Der Christbaum steht gerade in fast jedem Wohnzimmer. Leuchtend, mit bunten Kugeln geschmückt. Doch woher kommen die Christbaumkugeln überhaupt? Begonnen hat alles in Lauscha: Einem kleinen Ort, nicht weit von der nordbayerischen Grenze entfernt.

Christbaumkugeln in allen möglichen Größen, Formen und Farben – durchsichtig, glitzernd, verspiegelt in Silber und Gold: Das zeigt die Ausstellung "Eine runde Sache? Wie Lauscha die Weihnachtskugel erfand" im Historischen Museum Bamberg. Der Christbaumschmuck gehört dazu, seitdem Weihnachtsbäume aufgestellt wurden.

Das begann in Deutschland vor rund 500 Jahren. "Die Weihnachtsbäume standen zuerst nur auf öffentlichen Plätzen und erst im 18. Jahrhundert hat man angefangen, die Weihnachtsbäume zu Hause aufzustellen", erklärt Eleonora Cagol, Kuratorin der Ausstellung. "Im 19. Jahrhundert hat die Popularisierung des Baumes ihren Rang gefunden."

Gebäck war typischer Christbaumschmuck in Süddeutschland

Der Weihnachtsbaum in der Stube wurde natürlich auch damals schon geschmückt. Bevor es Kugeln gab, vor allem mit essbaren Dingen. Zuerst mit Äpfeln und Nüssen, sagt Eleonora Cagol und zeigt auf eine Nuss, die an einem Weihnachtsbaum hängt. "Irgendwann hat man angefangen, die Nüsse zu vergolden." Typisch für Süddeutschland sei außerdem Gebäck gewesen. "Die Kinder konnten diese Kekse essen."

Auch selbstgebastelter Weihnachtsbaumschmuck aus Papier in Form von Sternen wurde an die Bäume gehängt. Bis dann im 19. Jahrhundert in Lauscha in Thüringen mit dem technischen Fortschritt die Glasbläser die ersten Christbaumkugeln herstellten. Am Anfang waren die Kugeln noch nicht besonders groß.

Älteste Kugel stammt von 1850

Die älteste Kugel aus der Ausstellung – eine kleine, braune – stammt aus dem Jahr 1850. "Die ist fast voll, die ist wirklich schwer", erklärt Cagol. Die Kugel sei mit Blei verspiegelt worden, sagt sie, eine ältere Art und Weise Kugeln zu verspiegeln. Wenig später wurde eine neue Methode entwickelt, um Glasobjekte zu verspiegeln: mit einer dünnen Silberschicht.

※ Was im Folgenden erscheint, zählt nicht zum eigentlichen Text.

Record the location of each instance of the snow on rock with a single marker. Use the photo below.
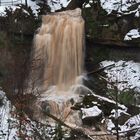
(3, 6)
(132, 123)
(126, 75)
(57, 4)
(122, 6)
(134, 33)
(91, 112)
(117, 114)
(7, 122)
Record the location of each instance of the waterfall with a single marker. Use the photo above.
(58, 49)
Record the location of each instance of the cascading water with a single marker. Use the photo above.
(59, 46)
(59, 55)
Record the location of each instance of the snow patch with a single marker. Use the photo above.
(125, 75)
(134, 33)
(91, 112)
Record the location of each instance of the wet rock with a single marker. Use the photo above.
(122, 116)
(91, 115)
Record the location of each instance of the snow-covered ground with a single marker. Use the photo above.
(134, 33)
(32, 4)
(122, 6)
(125, 74)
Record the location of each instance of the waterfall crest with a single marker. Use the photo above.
(58, 47)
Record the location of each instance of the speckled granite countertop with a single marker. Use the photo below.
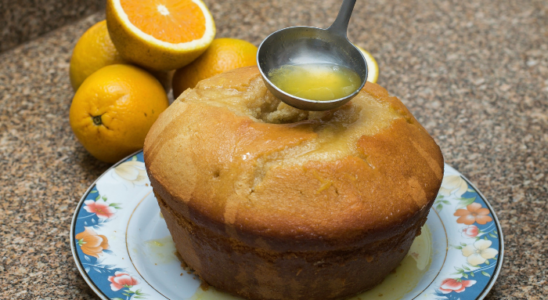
(475, 73)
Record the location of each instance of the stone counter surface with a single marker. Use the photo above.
(474, 73)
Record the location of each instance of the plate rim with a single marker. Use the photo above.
(73, 226)
(500, 259)
(100, 293)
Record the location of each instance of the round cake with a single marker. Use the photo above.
(266, 201)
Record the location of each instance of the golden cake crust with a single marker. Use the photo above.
(229, 157)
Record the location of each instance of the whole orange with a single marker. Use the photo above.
(223, 55)
(93, 51)
(113, 110)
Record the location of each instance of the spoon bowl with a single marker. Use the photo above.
(312, 45)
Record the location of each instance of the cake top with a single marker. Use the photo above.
(230, 156)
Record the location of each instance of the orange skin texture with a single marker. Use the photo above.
(223, 55)
(473, 213)
(127, 100)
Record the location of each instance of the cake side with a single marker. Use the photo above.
(256, 273)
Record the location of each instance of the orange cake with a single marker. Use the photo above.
(266, 201)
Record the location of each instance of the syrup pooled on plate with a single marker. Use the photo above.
(322, 82)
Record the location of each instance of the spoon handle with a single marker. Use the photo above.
(340, 26)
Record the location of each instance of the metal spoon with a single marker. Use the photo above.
(312, 45)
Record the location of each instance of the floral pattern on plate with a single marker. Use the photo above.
(118, 213)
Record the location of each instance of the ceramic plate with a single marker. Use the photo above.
(123, 249)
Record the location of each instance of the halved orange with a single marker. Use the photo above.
(160, 34)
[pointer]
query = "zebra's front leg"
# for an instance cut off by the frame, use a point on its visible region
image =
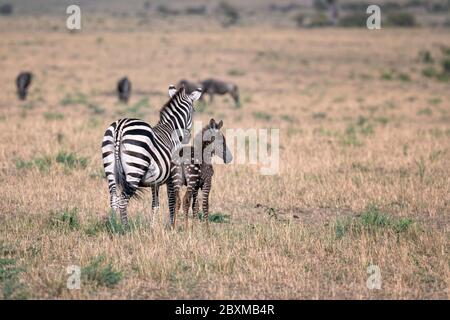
(172, 199)
(195, 206)
(123, 205)
(114, 199)
(205, 199)
(187, 204)
(155, 202)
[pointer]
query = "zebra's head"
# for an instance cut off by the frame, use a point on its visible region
(179, 109)
(214, 142)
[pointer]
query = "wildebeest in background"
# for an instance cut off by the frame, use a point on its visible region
(23, 81)
(124, 89)
(188, 85)
(213, 86)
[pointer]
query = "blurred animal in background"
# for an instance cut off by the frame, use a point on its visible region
(23, 82)
(196, 171)
(124, 89)
(189, 86)
(213, 86)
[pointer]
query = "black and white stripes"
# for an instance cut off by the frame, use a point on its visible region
(136, 155)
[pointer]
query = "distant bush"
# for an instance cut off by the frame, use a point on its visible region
(320, 5)
(165, 10)
(357, 19)
(6, 9)
(446, 66)
(354, 6)
(426, 57)
(316, 21)
(198, 10)
(401, 19)
(229, 13)
(284, 8)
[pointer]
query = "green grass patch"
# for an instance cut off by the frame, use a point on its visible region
(113, 226)
(260, 115)
(215, 217)
(12, 287)
(66, 219)
(53, 116)
(43, 164)
(70, 160)
(101, 272)
(371, 220)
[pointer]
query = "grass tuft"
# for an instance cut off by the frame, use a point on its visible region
(102, 273)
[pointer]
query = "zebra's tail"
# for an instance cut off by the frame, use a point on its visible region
(123, 186)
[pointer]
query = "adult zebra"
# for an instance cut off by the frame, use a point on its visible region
(136, 155)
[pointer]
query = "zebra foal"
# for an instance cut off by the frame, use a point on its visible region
(137, 155)
(196, 171)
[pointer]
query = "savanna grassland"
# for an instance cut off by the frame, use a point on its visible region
(364, 121)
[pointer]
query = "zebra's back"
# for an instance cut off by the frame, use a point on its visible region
(133, 155)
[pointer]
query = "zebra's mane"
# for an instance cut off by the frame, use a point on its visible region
(180, 92)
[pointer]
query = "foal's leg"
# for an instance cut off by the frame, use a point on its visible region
(205, 199)
(171, 196)
(123, 204)
(187, 204)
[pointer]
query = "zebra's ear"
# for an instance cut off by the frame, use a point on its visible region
(195, 95)
(172, 90)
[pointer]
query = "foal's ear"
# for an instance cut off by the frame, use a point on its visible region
(195, 95)
(172, 90)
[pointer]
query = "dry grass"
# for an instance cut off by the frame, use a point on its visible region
(349, 139)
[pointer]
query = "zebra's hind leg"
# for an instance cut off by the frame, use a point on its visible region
(171, 196)
(195, 206)
(155, 202)
(177, 193)
(187, 204)
(205, 199)
(114, 199)
(123, 205)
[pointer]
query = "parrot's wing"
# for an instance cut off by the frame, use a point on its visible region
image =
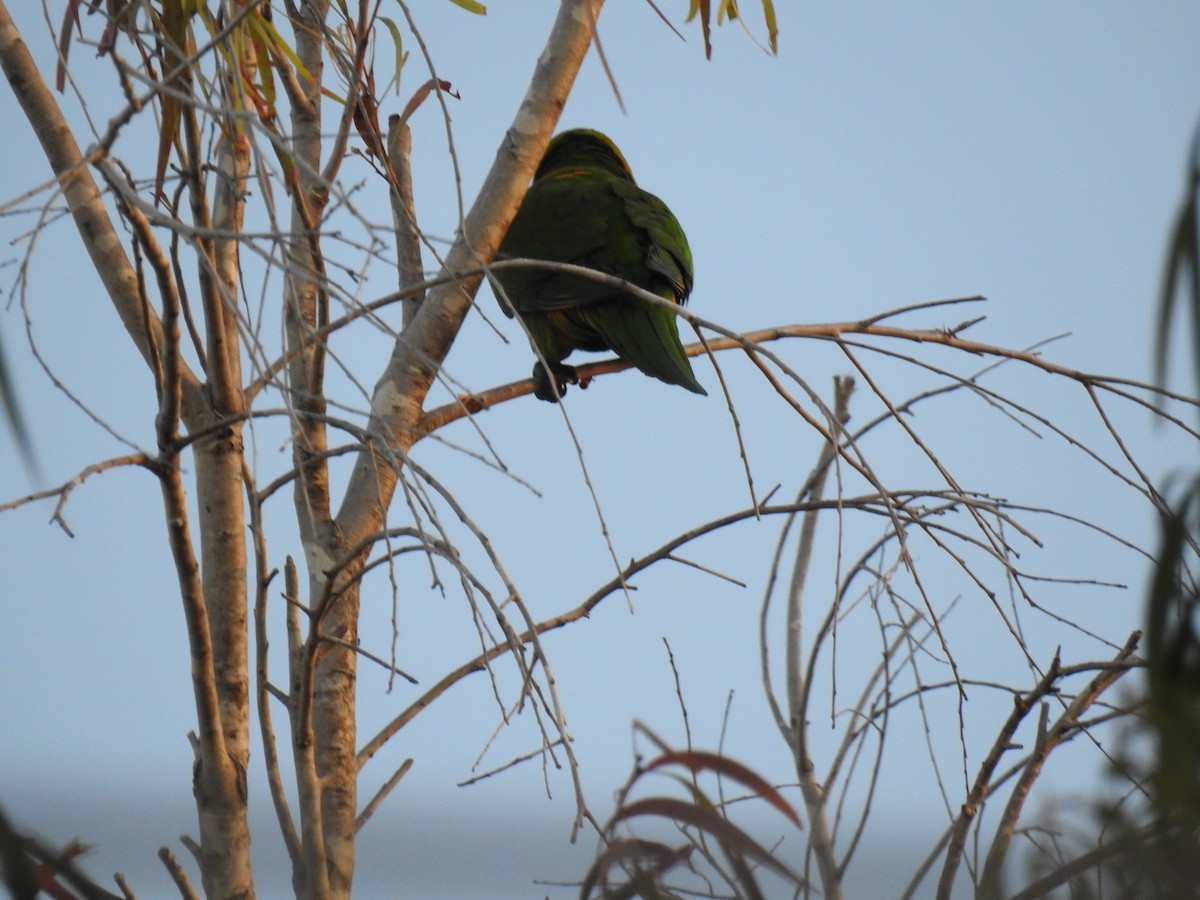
(579, 220)
(669, 255)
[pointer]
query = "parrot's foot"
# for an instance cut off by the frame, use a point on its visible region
(551, 385)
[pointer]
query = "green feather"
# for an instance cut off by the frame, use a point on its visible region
(583, 208)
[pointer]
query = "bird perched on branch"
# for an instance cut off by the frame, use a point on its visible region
(585, 208)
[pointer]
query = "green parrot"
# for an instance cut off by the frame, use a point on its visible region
(583, 208)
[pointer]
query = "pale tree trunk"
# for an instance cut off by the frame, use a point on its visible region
(214, 577)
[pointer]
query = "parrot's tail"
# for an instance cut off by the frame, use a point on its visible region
(646, 336)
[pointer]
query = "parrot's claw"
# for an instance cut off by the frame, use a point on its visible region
(551, 385)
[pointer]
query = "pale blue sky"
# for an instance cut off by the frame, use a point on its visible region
(891, 154)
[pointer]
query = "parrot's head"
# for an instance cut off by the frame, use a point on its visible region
(580, 151)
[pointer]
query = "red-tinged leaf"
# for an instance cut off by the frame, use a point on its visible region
(70, 17)
(768, 15)
(699, 761)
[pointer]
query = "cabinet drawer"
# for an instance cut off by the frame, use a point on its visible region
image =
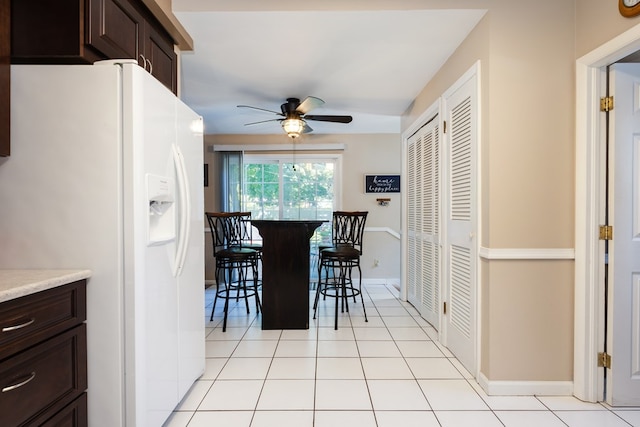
(39, 382)
(73, 415)
(30, 319)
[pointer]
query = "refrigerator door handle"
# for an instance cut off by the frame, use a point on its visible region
(184, 210)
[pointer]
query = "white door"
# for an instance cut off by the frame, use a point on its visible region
(623, 327)
(150, 302)
(423, 221)
(461, 116)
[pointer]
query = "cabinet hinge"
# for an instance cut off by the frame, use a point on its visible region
(606, 232)
(604, 360)
(606, 103)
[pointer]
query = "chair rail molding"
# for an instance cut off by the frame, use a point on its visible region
(527, 253)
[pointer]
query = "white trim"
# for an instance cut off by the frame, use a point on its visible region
(588, 334)
(525, 388)
(526, 253)
(382, 230)
(276, 147)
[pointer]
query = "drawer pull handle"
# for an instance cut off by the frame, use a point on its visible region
(20, 384)
(20, 326)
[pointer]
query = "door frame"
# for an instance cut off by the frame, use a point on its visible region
(588, 382)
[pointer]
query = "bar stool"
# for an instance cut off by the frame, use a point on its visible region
(339, 260)
(236, 266)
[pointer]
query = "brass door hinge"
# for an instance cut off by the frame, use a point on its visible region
(606, 232)
(604, 360)
(606, 103)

Die Christbaumkugeln aus Lauscha wurden Anfang des 20. Jahrhunderts zum Exportschlager und verkauften sich vor allem in die USA. In Heimarbeit wurden sie zwischen Mai und Dezember von Glasbläsern hergestellt. Auch die Frauen und Kinder halfen beim Verzieren und Verpacken. Schwarz-Weiß-Fotografien zeigen in der Ausstellung, wie Frauen mit unzähligen Verpackungen auf dem Rücken über Feldwege laufen.

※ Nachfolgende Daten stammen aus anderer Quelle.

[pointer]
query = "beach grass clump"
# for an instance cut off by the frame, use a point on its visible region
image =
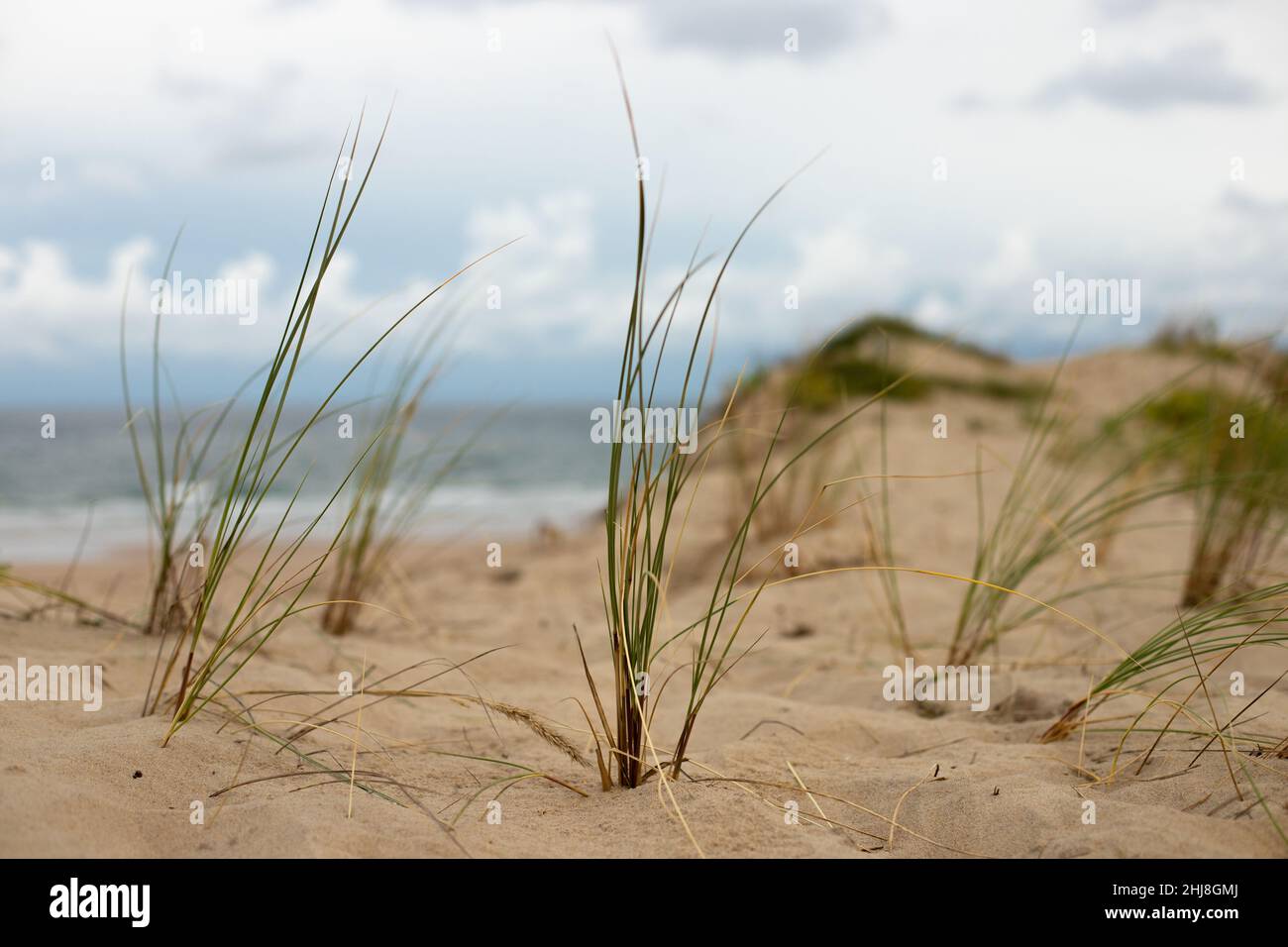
(1186, 652)
(175, 458)
(1065, 488)
(1234, 453)
(239, 609)
(652, 488)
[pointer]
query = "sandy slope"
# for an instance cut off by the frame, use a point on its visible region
(809, 697)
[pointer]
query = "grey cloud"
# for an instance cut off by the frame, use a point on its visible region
(756, 27)
(1260, 209)
(1196, 75)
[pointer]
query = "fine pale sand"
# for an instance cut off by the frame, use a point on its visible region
(804, 707)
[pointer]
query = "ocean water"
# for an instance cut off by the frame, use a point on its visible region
(528, 464)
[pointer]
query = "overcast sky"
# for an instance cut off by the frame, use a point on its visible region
(1132, 138)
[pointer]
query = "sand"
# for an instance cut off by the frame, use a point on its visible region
(805, 707)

"Die haben die ganzen Formen nach Sonneberg gebracht, tatsächlich zu Fuß. Das sind 20 Kilometer auf Schotterwegen. Und sie haben auf großen Gestellen hunderten von Kugeln in Packschachteln verpackt", erzählt die Kuratorin. Von Sonneberg aus, das an der Grenze zu Bayern in der Nähe von Coburg liegt, wurden die Kugeln in die ganze Welt exportiert.

Herstellung von Christbaumkugeln war nicht ungefährlich

Einige Familien sind aus Thüringen ins benachbarte Bayern gezogen. Deswegen werden auch in Oberfranken rund um Coburg heute noch Christbaumkugeln hergestellt. Obwohl die Kugeln sich damals schon gut verkauften: reich wurden die Glasbläserfamilien nicht.

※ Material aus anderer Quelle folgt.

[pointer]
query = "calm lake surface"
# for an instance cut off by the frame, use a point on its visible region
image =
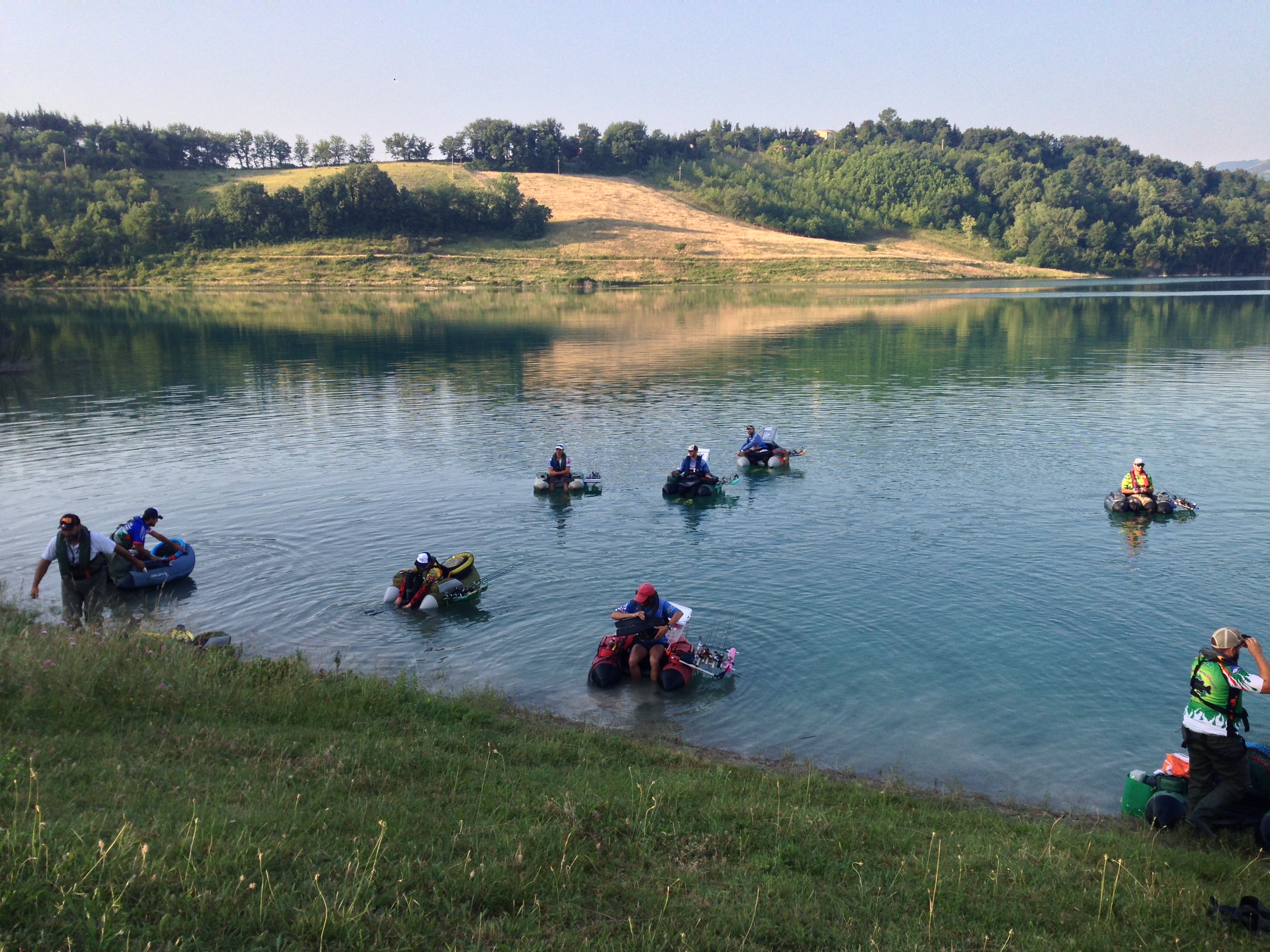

Und die Herstellung war nicht ungefährlich. In jeder Glasbläserwerkstatt habe es einen Wildvogel im Käfig gegeben, sagt Cagol. "Und die haben sozusagen als Rauchmelder gedient. Die Glasbläser haben mit Gas gearbeitet und nicht gemerkt, wenn die Konzentration zu hoch in der Luft war. Vögel spüren das und hören auf zu singen."

Die Vögel waren überlebenswichtig. Deshalb ist der Vogel aus Glas zu einer berühmten Weihnachtsdekoration aus Lauscha geworden. Seit dem 20. Jahrhundert ist der Weihnachtsschmuck nicht mehr nur rund. Neben christlichen Symbolen ließen sich die Glasbläser schon immer von Trends aus aller Welt inspirieren. In einer Vitrine der Ausstellung hängen kleine, glitzernde Bretzeln und Bierdosen oder Einhörner als Christbaumschmuck.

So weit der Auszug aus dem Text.